Sources of noise within the experiment can be controlled, in part, by the normalization techniques discussed earlier. However, there are several notable technical limitations of DNA microarrays at present: high background levels as the result of cross-hybridization by multiple targeting probes ¹⁴² and low concordance (≈30% to 40%) of transcript detection between platforms.¹⁴³^–¹⁴⁵ In the former circumstance, the probe will normally bind with high specificity to an arrayed target sequence. Off-target effects such as cross-hybridization occur when a flanking, unbound sequence of the same probe binds weakly to an adjacent arrayed sequence. The resulting background noise contributes to the relatively small dynamic range (≈2 orders of magnitude) of signal detection in microarrays, although in the latter circumstance the weak overlap in mRNA expression profiles across different microarray platforms is a consequence of unpredictable intramolecular folding events in some long probes¹⁴⁶ and hybridization differences driven by the use of different sequences for the same target gene on various platforms. The cross-platform differences can be improved by using the RefSeq database for gene matching¹⁴⁷ and still further when expression patterns are analyzed only when target sequences between platforms overlap.¹⁴⁸

Next-generation technologies determine the identity of the mRNA transcript with the use of highly paralleled, direct sequencing methods.¹⁴⁹ Although expensive at the moment, RNA sequencing (RNA-Seq) has several clear advantages over the current array-based methods, including low background noise, a large dynamic range (up to ≈3.5 orders of magnitude), and single–base pair resolution, which allows the ability to distinguish different isoforms (i.e., splice variants) and allelic expression (i.e., single nucleotide polymorphisms or structural variants, including insertion-deletions and copy number variations) of the same mRNA without subsequent need for any specialized normalization. Briefly, the total or poly A⁺ mRNA population is converted into a library of short, adaptor-modified cDNA (200 to 500 base pairs) that is compatible with deep-sequencing instrumentation. In the case of a population enriched in poly A⁺ mRNA, there are two general paths for processing. The poly A⁺ mRNA can be fragmented first, usually by hydrolysis or nebulization, and then ligated to adaptors and reverse-transcribed into cDNA. Conversely, the poly A⁺ mRNA can be ligated to the adaptor, reverse-transcribed into cDNA, and then fragmented with DNAse I or sonication.

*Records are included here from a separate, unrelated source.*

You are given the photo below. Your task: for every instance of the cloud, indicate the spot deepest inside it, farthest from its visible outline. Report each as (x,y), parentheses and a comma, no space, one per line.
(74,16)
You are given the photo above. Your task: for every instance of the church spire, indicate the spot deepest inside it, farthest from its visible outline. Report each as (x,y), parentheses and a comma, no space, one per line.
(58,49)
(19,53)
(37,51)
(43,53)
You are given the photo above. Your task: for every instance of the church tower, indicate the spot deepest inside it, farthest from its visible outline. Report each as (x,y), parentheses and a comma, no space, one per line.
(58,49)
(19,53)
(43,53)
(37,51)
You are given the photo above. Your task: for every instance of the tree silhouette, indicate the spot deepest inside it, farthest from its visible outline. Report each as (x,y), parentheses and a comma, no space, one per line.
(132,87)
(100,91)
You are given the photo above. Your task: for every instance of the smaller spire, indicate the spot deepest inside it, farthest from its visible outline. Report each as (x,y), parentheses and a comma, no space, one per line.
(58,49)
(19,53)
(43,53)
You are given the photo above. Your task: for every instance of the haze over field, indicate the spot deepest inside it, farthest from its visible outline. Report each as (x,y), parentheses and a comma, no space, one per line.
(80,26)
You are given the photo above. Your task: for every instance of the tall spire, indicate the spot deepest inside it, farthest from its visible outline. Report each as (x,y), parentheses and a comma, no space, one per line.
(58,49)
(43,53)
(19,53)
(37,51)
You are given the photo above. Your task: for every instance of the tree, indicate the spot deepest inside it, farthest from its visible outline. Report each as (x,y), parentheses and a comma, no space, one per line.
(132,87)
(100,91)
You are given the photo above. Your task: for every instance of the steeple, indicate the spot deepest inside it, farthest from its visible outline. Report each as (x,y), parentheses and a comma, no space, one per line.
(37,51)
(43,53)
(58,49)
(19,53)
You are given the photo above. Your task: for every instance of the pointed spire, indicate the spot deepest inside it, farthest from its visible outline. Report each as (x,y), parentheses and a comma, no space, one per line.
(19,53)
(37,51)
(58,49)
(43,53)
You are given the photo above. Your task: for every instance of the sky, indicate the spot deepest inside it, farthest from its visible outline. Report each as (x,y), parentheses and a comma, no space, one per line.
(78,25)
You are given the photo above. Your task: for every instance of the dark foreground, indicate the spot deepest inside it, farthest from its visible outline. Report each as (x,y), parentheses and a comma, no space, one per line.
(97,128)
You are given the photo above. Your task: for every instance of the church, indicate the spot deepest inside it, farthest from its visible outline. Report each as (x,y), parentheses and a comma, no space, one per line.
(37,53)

When fragmented at the RNA level, there is limited bias over the length of the transcript.¹⁵⁰ However, fragmentation at the cDNA level greatly biases the readable sequence toward the 3′ end.¹⁵¹ Depending on the amount of input mRNA, amplification of the population may or may not be necessary. These libraries can generate millions of short reads that typically vary from 30 to 250 base pairs by 454, Solexa, or SOLid sequencing and can be compared against the genomic sequence or the coding sequencing of a gene.